The Great Wall of China is even greater than you’d expect. Some 737 km (438 miles) of the wall, it turns out, were built outside of China, mostly in Mongolia, with some sections also in Russia.
Now for the first time, an international team led by Hebrew University researchers has mapped this mostly overlooked part of the wall. The results have been published in the latest edition of Antiquity.
The new section, dubbed by researchers “the Northern Line,” is not mentioned in contemporary documents and has received only a passing mention in textbooks, says lead author Gideon Shelach-Lavi.
“This huge structure is extremely enigmatic,” he adds.
Mapping the wall took several years and included aerial views supplied by drones and an on-the-ground detailed survey of a small part of the wall and nearby structures. The team examined the wall’s placement and building style.
In total, the team identified 72 structures along the wall that were organized into small clusters, each about 30 km apart. This led to a surprising discovery.
Researchers had assumed that this section of the wall was built to defend the local population from Genghis Khan and his nomadic raiders, dating approximately from 1162-1227 CE.
However, Shelach-Lavi’s findings suggest that the wall “was not built to defend against large invading armies or even against nomadic raids into sedentary lands.
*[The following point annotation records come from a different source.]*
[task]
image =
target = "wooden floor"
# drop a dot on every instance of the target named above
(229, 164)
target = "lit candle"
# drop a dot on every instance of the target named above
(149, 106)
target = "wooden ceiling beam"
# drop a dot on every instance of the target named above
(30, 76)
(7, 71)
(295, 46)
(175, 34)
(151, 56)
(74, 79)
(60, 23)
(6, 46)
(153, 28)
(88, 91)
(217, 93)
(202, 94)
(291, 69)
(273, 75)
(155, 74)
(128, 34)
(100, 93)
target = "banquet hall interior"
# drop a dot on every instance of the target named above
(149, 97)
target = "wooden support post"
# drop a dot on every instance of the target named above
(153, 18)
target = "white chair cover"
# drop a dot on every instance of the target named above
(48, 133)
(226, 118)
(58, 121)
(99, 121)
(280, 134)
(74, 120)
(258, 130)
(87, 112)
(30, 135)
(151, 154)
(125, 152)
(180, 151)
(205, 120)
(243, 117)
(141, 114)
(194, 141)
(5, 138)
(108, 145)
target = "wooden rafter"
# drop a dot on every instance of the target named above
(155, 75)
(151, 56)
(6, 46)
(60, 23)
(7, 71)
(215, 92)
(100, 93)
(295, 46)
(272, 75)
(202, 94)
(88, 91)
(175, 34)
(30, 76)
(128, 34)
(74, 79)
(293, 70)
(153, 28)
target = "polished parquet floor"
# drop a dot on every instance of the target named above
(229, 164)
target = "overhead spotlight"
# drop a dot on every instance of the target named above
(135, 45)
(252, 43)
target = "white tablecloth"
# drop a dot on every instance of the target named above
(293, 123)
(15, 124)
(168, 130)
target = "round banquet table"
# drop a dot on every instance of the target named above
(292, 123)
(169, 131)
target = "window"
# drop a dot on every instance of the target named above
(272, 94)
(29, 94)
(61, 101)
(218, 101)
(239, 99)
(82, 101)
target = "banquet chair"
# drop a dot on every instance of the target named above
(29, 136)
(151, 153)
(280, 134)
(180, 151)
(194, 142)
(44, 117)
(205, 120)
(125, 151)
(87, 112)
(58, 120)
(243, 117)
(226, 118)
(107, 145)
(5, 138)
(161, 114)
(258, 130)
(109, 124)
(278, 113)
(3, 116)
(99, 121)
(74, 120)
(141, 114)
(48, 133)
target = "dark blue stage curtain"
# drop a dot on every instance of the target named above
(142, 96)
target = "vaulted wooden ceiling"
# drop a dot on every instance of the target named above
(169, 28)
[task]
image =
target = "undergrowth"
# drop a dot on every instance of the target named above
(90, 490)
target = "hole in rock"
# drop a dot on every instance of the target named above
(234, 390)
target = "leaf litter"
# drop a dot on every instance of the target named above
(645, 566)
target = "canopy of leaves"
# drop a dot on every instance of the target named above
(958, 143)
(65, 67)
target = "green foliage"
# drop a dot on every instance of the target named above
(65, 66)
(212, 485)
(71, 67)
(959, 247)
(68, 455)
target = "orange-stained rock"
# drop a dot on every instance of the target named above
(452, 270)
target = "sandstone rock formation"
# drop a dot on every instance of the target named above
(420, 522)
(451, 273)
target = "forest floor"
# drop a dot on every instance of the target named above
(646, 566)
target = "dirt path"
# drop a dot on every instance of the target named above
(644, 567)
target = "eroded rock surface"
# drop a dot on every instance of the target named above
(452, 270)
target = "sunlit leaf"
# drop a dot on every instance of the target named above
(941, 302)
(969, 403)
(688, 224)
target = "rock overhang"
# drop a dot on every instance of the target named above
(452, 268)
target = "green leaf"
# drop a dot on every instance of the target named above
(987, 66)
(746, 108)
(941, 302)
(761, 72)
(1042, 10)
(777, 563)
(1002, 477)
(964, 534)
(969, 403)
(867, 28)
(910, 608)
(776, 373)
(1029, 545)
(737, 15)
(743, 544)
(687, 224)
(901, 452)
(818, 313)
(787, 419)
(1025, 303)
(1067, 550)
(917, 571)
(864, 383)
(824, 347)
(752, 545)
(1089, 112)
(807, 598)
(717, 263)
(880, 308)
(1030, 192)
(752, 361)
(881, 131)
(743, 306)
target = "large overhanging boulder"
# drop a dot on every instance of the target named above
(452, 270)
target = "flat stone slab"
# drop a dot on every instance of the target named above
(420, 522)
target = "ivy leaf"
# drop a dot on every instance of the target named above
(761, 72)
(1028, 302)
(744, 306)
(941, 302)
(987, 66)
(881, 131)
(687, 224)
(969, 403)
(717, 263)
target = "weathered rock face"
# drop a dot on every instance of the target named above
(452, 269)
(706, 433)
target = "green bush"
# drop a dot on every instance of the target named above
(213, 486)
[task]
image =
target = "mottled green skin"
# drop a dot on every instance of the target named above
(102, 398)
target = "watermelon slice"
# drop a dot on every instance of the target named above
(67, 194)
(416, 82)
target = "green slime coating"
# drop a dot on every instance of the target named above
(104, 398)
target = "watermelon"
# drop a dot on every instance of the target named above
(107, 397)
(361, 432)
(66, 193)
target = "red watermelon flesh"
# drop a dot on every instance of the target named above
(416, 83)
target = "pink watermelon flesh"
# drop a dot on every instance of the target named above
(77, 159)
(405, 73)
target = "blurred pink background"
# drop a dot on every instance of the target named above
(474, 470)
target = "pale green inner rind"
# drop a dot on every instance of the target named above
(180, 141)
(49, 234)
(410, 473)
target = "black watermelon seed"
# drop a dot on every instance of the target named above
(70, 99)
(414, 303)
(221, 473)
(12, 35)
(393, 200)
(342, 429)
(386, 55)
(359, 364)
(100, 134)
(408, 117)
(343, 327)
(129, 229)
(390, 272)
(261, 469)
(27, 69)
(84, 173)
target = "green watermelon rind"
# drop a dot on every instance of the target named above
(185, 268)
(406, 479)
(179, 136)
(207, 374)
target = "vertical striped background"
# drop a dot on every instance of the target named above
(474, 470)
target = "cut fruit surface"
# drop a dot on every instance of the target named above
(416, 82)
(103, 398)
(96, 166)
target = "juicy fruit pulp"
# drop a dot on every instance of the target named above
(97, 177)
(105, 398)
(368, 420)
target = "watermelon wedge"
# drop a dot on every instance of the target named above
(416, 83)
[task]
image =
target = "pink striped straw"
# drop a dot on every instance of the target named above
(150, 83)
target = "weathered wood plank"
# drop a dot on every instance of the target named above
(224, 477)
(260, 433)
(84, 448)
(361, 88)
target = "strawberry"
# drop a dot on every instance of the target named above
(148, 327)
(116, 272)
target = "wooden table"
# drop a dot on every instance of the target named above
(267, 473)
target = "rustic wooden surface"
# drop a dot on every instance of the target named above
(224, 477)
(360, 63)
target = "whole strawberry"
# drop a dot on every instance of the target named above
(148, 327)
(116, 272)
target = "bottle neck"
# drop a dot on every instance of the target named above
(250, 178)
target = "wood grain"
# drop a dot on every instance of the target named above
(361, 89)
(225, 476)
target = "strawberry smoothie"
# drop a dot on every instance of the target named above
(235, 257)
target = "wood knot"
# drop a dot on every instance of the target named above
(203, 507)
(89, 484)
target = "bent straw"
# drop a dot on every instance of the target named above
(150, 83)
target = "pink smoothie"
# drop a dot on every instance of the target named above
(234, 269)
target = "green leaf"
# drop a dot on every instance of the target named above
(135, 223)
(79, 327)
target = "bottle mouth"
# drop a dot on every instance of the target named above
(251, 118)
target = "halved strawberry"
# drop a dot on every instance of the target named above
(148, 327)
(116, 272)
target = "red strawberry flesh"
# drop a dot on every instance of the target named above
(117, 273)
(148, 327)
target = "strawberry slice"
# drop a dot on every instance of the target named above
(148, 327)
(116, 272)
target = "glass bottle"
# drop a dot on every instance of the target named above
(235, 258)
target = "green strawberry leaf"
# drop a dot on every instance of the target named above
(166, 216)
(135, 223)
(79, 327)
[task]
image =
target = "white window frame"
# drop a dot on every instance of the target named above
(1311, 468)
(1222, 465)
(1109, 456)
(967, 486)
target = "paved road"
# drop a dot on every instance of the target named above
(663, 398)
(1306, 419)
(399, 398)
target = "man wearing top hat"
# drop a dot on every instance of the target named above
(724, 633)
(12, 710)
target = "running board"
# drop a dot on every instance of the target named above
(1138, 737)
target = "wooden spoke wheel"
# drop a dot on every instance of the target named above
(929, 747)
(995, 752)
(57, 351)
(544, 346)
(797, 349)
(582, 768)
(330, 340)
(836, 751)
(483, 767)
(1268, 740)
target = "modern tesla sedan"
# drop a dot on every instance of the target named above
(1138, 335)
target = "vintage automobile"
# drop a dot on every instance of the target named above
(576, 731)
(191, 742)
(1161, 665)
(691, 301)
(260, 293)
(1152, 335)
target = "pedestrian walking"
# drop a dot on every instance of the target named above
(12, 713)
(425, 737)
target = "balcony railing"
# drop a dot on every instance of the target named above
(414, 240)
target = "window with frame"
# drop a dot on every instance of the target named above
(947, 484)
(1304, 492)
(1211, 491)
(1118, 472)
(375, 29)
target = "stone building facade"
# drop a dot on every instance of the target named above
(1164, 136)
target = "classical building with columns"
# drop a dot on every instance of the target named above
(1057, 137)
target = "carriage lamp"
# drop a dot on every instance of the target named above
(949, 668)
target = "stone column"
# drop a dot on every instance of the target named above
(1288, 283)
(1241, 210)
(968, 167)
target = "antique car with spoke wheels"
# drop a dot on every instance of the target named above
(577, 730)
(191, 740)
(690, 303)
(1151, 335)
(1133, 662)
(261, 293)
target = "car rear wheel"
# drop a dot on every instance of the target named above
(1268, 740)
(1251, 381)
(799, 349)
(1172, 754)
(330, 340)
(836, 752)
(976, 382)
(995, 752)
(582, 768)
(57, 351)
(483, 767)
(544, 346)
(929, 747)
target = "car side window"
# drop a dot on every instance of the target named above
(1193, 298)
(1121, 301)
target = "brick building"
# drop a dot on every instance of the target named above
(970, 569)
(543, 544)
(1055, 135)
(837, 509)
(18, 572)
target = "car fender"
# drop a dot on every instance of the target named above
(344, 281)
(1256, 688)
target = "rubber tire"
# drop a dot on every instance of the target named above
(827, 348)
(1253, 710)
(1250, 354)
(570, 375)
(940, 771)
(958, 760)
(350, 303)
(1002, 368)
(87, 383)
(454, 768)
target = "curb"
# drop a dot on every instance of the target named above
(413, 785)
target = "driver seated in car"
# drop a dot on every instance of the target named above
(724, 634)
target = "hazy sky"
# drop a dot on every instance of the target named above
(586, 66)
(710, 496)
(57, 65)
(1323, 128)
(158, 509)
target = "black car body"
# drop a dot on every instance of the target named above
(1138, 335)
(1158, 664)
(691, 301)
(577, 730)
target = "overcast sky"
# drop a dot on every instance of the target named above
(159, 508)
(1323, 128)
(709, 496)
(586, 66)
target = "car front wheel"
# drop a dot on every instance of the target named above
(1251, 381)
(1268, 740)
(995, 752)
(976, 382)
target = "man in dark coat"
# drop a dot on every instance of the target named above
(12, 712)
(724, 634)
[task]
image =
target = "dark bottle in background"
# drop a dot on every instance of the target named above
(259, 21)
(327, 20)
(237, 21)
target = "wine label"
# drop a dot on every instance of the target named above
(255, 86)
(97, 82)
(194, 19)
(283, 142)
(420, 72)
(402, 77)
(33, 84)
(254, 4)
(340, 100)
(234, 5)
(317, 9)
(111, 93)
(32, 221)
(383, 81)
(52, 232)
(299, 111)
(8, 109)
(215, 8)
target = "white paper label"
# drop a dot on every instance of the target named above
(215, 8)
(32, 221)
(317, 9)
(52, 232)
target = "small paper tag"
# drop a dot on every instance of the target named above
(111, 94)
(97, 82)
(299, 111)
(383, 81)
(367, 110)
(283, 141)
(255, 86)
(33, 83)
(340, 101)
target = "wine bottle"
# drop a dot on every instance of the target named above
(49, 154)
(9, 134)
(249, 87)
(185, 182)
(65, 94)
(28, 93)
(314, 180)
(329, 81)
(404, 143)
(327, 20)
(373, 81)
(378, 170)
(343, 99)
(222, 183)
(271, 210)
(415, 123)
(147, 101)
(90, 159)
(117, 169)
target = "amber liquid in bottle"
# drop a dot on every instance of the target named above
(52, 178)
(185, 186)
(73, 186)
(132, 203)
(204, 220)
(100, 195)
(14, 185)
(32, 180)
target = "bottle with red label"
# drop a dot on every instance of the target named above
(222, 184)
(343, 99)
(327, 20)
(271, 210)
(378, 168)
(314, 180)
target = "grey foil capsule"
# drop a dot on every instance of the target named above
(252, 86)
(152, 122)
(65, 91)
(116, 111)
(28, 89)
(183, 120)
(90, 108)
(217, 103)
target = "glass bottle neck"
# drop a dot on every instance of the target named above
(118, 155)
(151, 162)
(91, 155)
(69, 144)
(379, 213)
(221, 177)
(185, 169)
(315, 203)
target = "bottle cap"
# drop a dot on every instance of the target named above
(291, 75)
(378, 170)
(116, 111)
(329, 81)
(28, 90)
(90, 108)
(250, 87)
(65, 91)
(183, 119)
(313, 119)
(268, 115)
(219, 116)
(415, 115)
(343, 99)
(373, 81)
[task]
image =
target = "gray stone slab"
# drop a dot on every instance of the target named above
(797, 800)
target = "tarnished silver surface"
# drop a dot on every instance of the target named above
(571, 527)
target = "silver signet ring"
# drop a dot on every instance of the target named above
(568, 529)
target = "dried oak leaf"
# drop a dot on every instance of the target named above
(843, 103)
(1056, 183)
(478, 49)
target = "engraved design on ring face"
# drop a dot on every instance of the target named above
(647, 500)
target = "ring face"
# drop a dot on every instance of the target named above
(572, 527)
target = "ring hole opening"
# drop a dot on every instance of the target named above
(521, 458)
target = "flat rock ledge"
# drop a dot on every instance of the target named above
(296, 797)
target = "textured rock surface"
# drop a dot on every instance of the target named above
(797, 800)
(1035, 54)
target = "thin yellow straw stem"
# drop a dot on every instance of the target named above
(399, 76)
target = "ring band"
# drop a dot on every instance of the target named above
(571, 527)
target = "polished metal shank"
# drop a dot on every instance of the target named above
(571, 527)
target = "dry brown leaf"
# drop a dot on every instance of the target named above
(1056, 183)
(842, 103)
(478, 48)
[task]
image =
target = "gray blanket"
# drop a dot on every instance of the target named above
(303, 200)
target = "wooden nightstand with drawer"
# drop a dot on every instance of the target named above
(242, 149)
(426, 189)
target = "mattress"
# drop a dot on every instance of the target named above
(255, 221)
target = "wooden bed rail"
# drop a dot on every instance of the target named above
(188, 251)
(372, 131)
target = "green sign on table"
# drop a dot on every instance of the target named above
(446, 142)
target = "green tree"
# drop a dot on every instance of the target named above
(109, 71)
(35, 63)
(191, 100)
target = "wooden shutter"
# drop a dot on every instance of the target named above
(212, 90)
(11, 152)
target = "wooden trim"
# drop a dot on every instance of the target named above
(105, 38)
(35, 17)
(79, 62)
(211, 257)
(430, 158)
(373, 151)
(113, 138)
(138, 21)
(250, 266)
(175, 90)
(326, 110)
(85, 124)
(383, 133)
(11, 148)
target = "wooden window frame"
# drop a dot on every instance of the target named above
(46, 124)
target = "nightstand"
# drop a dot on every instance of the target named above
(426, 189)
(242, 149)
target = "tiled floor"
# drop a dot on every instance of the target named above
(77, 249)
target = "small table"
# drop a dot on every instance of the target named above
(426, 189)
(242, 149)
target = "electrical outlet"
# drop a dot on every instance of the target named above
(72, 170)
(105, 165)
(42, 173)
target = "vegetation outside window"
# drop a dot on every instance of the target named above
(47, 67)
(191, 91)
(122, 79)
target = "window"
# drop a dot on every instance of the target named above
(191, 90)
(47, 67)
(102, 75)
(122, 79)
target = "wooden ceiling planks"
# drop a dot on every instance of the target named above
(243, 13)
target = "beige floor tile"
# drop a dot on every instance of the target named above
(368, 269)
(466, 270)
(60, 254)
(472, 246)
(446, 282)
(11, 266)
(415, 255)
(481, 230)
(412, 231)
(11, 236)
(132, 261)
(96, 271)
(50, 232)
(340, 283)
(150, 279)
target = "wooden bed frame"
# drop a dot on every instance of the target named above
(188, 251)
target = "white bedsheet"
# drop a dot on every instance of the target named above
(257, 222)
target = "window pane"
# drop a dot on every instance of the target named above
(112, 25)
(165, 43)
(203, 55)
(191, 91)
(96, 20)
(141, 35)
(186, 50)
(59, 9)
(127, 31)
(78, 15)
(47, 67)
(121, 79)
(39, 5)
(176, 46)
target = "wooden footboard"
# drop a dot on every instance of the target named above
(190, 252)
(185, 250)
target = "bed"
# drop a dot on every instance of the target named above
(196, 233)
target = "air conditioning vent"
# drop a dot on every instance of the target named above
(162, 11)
Rather that it was geared to monitor and control the movements of nomadic populations and their herds.”
In that way, the Northern Line was intended to expand the influence of the Khitan-Liao Empire (907-1125 CE).
Shelach-Lavi and his team came to this conclusion after noticing that many of the wall’s structures were not located at high vantage points, which would be critical for military defense, but rather at lower altitudes, closer to ancient roads that would aid in population control.
More research is needed “to study the structures and their context to better understand the reasons they were built.”
The famous Great Wall of China consists of several fortifications, built piecemeal between the last millennia BCE and the 17th century CE. The researchers believe the Northern Line was built most likely in a single, organized phase during the Khitan-Liao Empire.
Shelach-Lavi’s team included colleagues from Yale University and the Mongolian Academy of Sciences.